Godiva...I would take the CO or PKO down 5-10% and up the OO.  Even with that I would have to superfat 10%.  I love the cleansing and bubbles but we tend to have dry skin here.

But that's just me.  Maybe you could handle that cleansing.  Otherwise that looks like a great recipe.  Good Luck.

Laurie


----------



## wildcat (Sep 10, 2008)

If you want lots of lather up your castor or add another oil that adds to lather.


----------



## Annmarie0407 (Sep 10, 2008)

Do you always add the castor oil at trace? Or add it in when you are doing all your other oils(CO, OO, PO)?

Also, how much shea butter and cocoa butter should be added at trace?


----------



## wildcat (Sep 11, 2008)

I don't add any oils at trace - I add them all together.


----------



## soap_lady (Sep 11, 2008)

Looking at your specific recipe I think a little needs to be said about each of the ingredients.

Palm is a base oil, and helps provide hardness for your soap.

Coconut Oil and Palm Kernel Oil are oils that do double duty.  They help add hardness, bubbly lather as well as cleansing.   To much is not a good thing in this case.

Castor Oil is an awesome oil to use, but you really don't want to use more than 12% of it because it's been noted by others that you will start to see a sticky bar of soap with higher amounts.   It's used to add conditioning, bubbly and creamy lather.

Sweet Almond Oil, Shea Butter and Grapeseed oils are all in the class of emoillient oils and you really don't need any more than 5% of the total of these oils.  Because if you do anything more than that is a waste.

Olive oil can be a great oil to use but it is one that also needs to be used carefully.   It's an oil that will add to the hardness of your soap, given enough cure time.    (Meaning it will take a lot longer to cure than other types of soaps.)   But the reason why it needs to be used carefully is because of the type of lather that is given with higher amounts of olive oil.   Some describe the lather as slimy, and many don't care for it while others love it and can't get enough of it.    So it's a very personal choice on if your using it for yourself or if your making it for customers.    (And their likes and preferences)     


Having said that, I think your sacrificing your conditioning number for the hardness and cleansing.   I personally find 40 to be plenty hard, and  23 for cleansing in an average soap to be used would be to harsh for myself, and I much prefer to 16-18 as my cleansing numbers, and conditioning between 54 and 58.   But then that is my personal opinion.


Having said that you may want to use the recipe as is, or go back and change it here and there until your happy with the results.


----------



## Godiva (Sep 15, 2008)

Thanks everyone for your input!

One thing I wanted to ask you Soap Lady, just to clarify.  Am I understanding that the sweet almond, grapeseed and shea total combined shouldn't be more than 5%?  And you said anymore was a waste - can you help me understand why?

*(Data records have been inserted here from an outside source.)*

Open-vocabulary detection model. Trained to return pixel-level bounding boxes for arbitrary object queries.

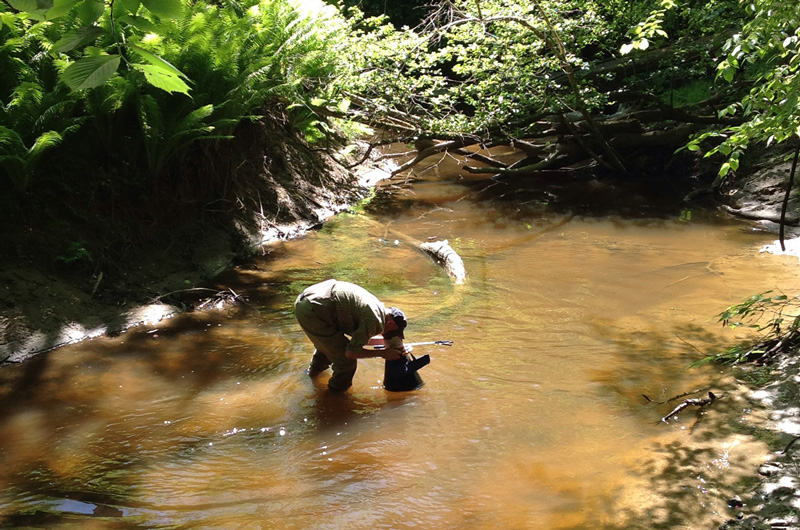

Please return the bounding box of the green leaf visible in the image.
[53,26,104,53]
[114,0,142,15]
[142,0,183,18]
[78,0,106,26]
[134,64,189,96]
[61,55,120,92]
[7,0,53,20]
[45,0,83,20]
[117,15,158,33]
[722,66,734,83]
[130,46,188,79]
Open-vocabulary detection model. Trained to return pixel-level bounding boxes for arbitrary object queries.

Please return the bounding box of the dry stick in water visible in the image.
[661,392,717,423]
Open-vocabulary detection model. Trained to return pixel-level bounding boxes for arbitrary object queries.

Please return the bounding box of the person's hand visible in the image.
[381,337,411,361]
[381,348,406,361]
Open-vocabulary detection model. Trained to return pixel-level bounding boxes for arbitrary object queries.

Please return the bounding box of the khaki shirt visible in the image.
[298,280,387,352]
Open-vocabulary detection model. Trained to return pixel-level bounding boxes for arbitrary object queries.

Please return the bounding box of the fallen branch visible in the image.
[642,390,702,405]
[419,239,467,285]
[661,392,717,423]
[722,205,800,226]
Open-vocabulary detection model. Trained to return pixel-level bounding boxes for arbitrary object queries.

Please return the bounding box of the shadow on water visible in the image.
[0,154,792,530]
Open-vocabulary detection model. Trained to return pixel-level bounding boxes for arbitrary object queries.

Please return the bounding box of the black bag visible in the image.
[383,353,431,392]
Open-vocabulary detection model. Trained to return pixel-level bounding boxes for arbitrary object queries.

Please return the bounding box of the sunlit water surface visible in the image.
[0,159,797,530]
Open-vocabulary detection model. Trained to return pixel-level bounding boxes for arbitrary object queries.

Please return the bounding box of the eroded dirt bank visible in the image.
[0,118,387,364]
[0,128,800,529]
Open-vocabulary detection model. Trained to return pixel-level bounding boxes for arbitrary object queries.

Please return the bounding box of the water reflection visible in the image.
[0,164,795,529]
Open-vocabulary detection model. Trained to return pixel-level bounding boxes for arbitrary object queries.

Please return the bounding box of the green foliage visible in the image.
[693,291,800,366]
[0,0,344,191]
[342,0,608,135]
[689,0,800,178]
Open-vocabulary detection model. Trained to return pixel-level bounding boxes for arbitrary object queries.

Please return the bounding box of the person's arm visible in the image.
[346,335,407,361]
[346,348,405,361]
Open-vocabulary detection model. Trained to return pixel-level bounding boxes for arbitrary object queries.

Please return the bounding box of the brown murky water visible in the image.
[0,159,797,530]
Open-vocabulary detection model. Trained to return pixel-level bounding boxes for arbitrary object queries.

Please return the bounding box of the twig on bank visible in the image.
[781,436,800,455]
[642,389,703,405]
[661,392,717,423]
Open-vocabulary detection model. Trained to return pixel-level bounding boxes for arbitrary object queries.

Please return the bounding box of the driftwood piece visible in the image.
[418,239,467,285]
[370,219,467,285]
[661,392,717,423]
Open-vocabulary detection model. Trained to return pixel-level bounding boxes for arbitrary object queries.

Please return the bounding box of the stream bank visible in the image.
[4,126,796,528]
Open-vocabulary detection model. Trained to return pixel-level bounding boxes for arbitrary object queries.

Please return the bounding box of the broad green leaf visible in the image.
[6,0,53,13]
[46,0,83,20]
[78,0,106,26]
[61,55,120,92]
[6,0,53,20]
[114,0,142,15]
[117,15,158,33]
[53,26,104,53]
[134,64,189,96]
[722,66,733,83]
[130,46,188,79]
[142,0,183,18]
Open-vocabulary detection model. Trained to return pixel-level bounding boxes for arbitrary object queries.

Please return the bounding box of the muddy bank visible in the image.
[0,118,388,364]
[0,139,800,363]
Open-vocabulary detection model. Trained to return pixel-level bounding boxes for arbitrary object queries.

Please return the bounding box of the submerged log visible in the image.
[368,217,467,285]
[419,239,467,285]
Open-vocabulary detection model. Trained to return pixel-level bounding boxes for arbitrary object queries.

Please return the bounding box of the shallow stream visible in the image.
[0,155,798,530]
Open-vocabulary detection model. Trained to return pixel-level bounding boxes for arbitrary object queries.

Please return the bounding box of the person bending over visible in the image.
[294,280,408,392]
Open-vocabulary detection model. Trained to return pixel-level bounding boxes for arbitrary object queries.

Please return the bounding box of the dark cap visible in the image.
[383,307,408,339]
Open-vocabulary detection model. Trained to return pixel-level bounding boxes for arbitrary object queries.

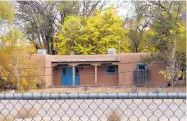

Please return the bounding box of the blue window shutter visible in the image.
[145,64,149,69]
[136,64,140,69]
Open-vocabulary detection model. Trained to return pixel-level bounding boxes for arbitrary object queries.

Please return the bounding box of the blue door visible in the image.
[62,67,80,86]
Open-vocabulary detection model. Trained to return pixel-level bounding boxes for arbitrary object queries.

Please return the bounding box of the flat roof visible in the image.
[51,54,120,63]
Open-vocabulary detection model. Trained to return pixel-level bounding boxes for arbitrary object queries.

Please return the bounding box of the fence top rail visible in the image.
[0,93,187,100]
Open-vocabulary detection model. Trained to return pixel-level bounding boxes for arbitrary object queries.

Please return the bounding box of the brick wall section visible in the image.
[32,53,167,87]
[52,69,62,86]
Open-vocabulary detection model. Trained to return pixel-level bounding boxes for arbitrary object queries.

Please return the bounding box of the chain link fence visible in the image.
[0,93,187,121]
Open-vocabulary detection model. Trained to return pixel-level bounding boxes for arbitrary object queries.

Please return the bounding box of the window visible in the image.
[106,65,117,74]
[136,64,148,70]
[75,67,79,75]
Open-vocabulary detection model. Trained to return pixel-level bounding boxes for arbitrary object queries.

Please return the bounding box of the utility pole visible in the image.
[118,40,121,53]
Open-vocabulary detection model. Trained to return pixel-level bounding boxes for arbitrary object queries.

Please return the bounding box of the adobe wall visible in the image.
[52,69,62,86]
[148,63,168,86]
[80,66,118,86]
[31,54,53,87]
[118,53,167,86]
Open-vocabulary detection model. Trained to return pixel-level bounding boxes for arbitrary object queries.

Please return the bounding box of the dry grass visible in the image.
[0,115,14,121]
[15,107,37,119]
[107,111,121,121]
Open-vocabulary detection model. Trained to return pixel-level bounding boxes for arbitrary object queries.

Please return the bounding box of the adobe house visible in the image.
[32,53,167,87]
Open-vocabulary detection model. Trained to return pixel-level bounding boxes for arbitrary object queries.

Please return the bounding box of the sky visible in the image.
[106,0,133,18]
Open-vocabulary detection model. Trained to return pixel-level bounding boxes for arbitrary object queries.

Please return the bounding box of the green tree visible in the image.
[0,29,41,89]
[143,1,186,84]
[55,8,126,54]
[0,1,15,23]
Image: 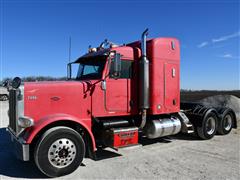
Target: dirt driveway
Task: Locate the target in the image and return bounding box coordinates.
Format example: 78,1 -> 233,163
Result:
0,102 -> 240,180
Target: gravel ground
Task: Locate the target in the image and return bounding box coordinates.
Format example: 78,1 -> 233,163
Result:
0,102 -> 240,180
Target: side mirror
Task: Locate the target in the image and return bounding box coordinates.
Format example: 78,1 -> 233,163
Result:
67,63 -> 72,80
101,80 -> 107,91
111,53 -> 121,78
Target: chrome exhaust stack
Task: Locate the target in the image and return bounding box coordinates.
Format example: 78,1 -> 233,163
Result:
139,29 -> 149,128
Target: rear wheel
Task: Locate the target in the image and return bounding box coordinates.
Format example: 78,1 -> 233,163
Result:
34,126 -> 85,177
217,112 -> 233,135
196,112 -> 217,140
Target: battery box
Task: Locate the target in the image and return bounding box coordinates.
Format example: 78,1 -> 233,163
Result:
104,127 -> 138,149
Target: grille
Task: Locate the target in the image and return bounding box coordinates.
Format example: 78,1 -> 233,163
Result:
9,89 -> 17,132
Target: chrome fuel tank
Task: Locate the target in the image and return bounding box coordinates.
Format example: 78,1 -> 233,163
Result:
144,117 -> 181,139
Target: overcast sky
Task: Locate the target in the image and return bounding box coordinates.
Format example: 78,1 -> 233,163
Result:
0,0 -> 240,90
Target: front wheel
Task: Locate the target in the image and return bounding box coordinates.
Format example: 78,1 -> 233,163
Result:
34,126 -> 85,177
197,112 -> 217,140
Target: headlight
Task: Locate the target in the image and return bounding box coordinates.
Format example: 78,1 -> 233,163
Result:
18,116 -> 34,128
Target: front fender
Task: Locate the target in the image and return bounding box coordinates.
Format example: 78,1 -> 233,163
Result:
24,114 -> 97,151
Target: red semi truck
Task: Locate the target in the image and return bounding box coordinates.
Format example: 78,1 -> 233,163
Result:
7,30 -> 237,177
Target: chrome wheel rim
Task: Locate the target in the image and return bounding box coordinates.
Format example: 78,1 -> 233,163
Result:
206,117 -> 216,135
223,114 -> 232,131
48,138 -> 76,168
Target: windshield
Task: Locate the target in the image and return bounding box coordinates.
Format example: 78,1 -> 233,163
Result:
76,58 -> 106,80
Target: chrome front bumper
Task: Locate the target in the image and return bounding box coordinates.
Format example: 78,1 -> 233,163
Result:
7,128 -> 30,161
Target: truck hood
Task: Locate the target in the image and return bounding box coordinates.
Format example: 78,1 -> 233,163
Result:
24,81 -> 92,120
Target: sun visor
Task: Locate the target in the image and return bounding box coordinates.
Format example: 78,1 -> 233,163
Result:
74,49 -> 110,63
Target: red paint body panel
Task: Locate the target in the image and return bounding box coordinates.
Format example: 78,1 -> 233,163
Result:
128,38 -> 180,115
21,38 -> 180,149
147,38 -> 180,114
24,81 -> 95,150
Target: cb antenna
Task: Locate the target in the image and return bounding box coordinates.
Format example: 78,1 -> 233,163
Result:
68,36 -> 72,63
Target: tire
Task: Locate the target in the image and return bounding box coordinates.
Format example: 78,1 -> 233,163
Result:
217,112 -> 234,135
34,126 -> 85,177
196,112 -> 217,140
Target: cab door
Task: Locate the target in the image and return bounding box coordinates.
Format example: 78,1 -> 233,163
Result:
104,60 -> 133,113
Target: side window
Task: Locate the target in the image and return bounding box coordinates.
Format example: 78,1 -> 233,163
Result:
110,60 -> 133,79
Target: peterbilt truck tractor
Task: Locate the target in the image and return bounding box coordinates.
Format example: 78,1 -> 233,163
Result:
7,30 -> 237,177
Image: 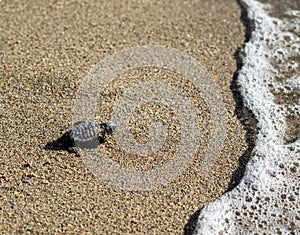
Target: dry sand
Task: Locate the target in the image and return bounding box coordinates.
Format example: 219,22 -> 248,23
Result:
0,0 -> 247,234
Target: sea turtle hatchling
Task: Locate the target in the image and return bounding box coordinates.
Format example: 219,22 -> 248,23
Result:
56,120 -> 117,153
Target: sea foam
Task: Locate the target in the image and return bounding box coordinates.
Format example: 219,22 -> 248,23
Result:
195,0 -> 300,235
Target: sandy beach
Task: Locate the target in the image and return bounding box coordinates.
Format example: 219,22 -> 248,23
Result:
0,0 -> 247,234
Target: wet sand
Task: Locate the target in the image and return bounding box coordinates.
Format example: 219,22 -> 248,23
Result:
0,0 -> 247,234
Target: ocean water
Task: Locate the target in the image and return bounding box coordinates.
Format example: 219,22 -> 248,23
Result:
195,0 -> 300,235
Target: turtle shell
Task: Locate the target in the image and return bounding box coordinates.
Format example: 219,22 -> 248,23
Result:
71,120 -> 105,148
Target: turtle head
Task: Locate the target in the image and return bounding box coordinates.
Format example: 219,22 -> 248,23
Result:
104,122 -> 117,134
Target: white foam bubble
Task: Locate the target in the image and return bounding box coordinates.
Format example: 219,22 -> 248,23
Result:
195,0 -> 300,235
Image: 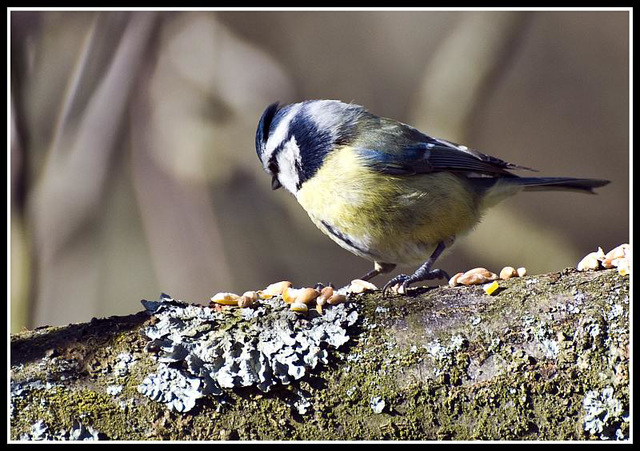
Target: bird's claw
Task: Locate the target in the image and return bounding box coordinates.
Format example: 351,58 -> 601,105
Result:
382,269 -> 449,296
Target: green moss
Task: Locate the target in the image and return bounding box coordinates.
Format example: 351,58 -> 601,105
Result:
11,270 -> 629,440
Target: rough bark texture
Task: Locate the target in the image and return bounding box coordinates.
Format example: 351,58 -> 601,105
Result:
10,269 -> 629,440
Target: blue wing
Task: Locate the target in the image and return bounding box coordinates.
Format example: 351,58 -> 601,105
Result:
356,129 -> 533,177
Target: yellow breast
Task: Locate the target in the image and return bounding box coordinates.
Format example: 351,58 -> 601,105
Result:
296,147 -> 479,264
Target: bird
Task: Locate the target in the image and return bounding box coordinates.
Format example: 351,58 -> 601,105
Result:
255,99 -> 609,294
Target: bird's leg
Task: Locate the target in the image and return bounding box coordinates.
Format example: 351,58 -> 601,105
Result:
360,262 -> 396,281
382,238 -> 453,295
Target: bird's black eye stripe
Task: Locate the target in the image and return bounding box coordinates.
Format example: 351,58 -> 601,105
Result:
269,158 -> 280,175
259,102 -> 278,142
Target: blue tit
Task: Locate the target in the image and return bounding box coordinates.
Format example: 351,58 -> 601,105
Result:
256,100 -> 609,293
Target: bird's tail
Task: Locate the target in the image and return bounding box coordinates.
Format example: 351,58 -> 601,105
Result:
508,177 -> 609,194
472,176 -> 609,208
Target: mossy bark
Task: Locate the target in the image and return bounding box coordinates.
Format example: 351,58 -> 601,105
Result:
11,270 -> 629,440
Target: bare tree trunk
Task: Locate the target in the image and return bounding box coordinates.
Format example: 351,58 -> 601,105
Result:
11,270 -> 629,440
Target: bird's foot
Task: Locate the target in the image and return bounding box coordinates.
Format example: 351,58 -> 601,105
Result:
382,269 -> 449,296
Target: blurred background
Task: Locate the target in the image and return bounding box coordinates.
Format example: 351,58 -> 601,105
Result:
10,11 -> 630,331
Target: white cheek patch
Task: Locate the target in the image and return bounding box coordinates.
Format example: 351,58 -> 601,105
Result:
278,137 -> 301,194
263,103 -> 302,161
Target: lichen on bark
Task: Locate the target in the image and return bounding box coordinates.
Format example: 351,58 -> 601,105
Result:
10,269 -> 629,440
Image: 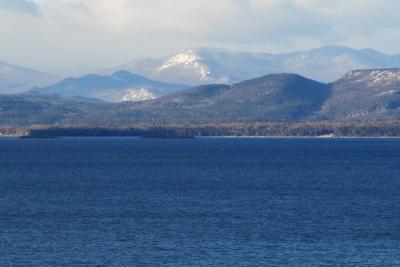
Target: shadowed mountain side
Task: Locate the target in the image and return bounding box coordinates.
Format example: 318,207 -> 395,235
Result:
0,69 -> 400,127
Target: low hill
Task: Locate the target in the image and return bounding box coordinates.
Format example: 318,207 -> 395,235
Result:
33,71 -> 187,102
0,69 -> 400,126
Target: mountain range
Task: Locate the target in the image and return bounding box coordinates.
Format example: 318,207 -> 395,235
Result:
0,61 -> 58,94
105,46 -> 400,85
0,69 -> 400,127
0,46 -> 400,102
32,71 -> 188,102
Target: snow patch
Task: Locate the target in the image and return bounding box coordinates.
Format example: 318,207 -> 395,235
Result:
110,88 -> 157,102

Love the input on the other oils.  I've copied your notes and saved for my personal reference.


----------



## wildcat (Sep 22, 2008)

Grapeseed when soaped is very, very, soft.  Therfore -I don't really it use it much.  Shea butter in soap is awesome.  I have used it up to 20 percent for a very luxious soap.  

Here is another link to some more info on particular oils.

http://www.thescalenews.com

Also please do not use soapcalc as the final word on you recipe.  It can be very misleading.  If you learn about fatty acids - you will be much farther along.


----------